Lenox, who has been discussing the role (roll-on, roll-off?) of Google Translate in quality public service provision, has passed along this little gem from the wider reaches of linguistic dilettantism - Colombia, where 1,221 medals were cast for the World Games without wasting precious time on letter-checking:


Lost Letters Departments have of course swept the world since the sucking of Rome by Onan the Barbarian (see the chronicles of Graham Rawle) spun the gods of chaos, lunacy, and bad taste to Fortuna's apex. As Ignatius points out, "firm rule must be imposed upon our nation before it destroys itself," but I doubt whether we are up to the task.

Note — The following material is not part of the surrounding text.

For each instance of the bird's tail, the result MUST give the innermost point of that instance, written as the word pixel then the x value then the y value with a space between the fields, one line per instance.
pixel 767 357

The other night I read the pre-1982 memoirs of the Sevillan (socialist) schemer, Alfonso Guerra, Cuando el tiempo nos alcanza, in which he recounts a splendid Civil War legend starring Francisco López Real, grace of a thousand quips. It goes something like this:

Curro and some fellow-prisoners are told they have ten days to live. "Don't worry," he says, "a lot can happen in ten days: why, I happen to have on me a book called "Learn English in Ten Days."
Gord is famously gorn, even the grammar police are in retreat, so why would we bother?